State treasurers warn of pension fund, 401(k) damage if debt ceiling breached

Pensions & Investments

A group of 11 state treasurers and the comptrollers of Maryland and New York City are calling on House Speaker Kevin McCarthy, R-Calif., “to cooperate in increasing the debt limit of our country in a timely manner,” in order to prevent economic chaos.

“We are concerned that the United States government will be forced to default on its debt which would have severe consequences for the states and municipalities we serve, the U.S. economy and the day-to-day lives of the American people,” the fiscal stewards of typically blue states and cities said in a letter sent Tuesday to Mr. McCarthy.

The debt limit or debt ceiling — the terms are used interchangeably — is a cap on the money the U.S. government can borrow to pay its bills. It does not authorize any new spending, but it allows the Treasury Department to finance the existing legal obligations already approved by Congress.

The federal government hit its statutory debt limit on Jan. 19 and Treasury may be out of options to pay U.S. bills come June, Treasury Secretary Janet L. Yellen said in a letter to congressional leaders this month.

House Republicans, led by Mr. McCarthy, are aiming to reduce federal spending in order to support raising the debt ceiling. Mr. McCarthy has said he’d like to negotiate with President Joe Biden on the matter, but the White House has said that raising the debt ceiling is something that should be done without conditions.

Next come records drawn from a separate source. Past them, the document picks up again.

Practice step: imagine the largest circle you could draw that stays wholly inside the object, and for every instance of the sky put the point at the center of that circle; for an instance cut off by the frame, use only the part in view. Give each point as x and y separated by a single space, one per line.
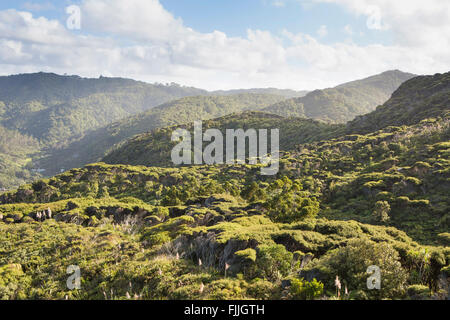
226 44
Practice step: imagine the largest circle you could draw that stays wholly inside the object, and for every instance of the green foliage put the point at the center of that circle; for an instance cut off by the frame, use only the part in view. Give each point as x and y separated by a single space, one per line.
274 262
350 263
344 102
304 290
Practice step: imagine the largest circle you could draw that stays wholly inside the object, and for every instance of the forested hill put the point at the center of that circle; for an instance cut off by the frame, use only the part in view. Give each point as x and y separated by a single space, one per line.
286 93
336 207
344 102
95 145
50 88
58 109
154 148
417 99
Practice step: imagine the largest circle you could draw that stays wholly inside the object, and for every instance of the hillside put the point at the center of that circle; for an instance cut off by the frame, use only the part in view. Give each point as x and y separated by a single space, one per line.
96 144
417 99
336 207
154 148
58 109
286 93
344 102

The treasurers and comptrollers said if the debt ceiling was breached, the value of portfolios invested across asset classes would decrease significantly. “This would include damage to Americans’ pension funds, 401(k)s and other retirement and educational savings vehicles,” they said in the letter. “In 2011, brinkmanship over the debt limit led to a 17% decline in the S&P 500 index. There is no reason to expect that your current brinkmanship would lead to a different result for businesses and thus for Americans’ portfolios that are invested in those businesses.”

Treasurers and comptrollers from Maryland, Oregon, Nevada, Massachusetts, Vermont, New York City, Illinois, Rhode Island, Delaware, Maine, Colorado, Washington and Connecticut signed the letter.

“We urge you to take immediate action to increase the debt limit and to prevent the catastrophic consequences that would result from a default on our national debt,” the letter concludes. “We respect your desire for a debate about federal government expenditures, but we disagree that this is an appropriate time for such a debate.”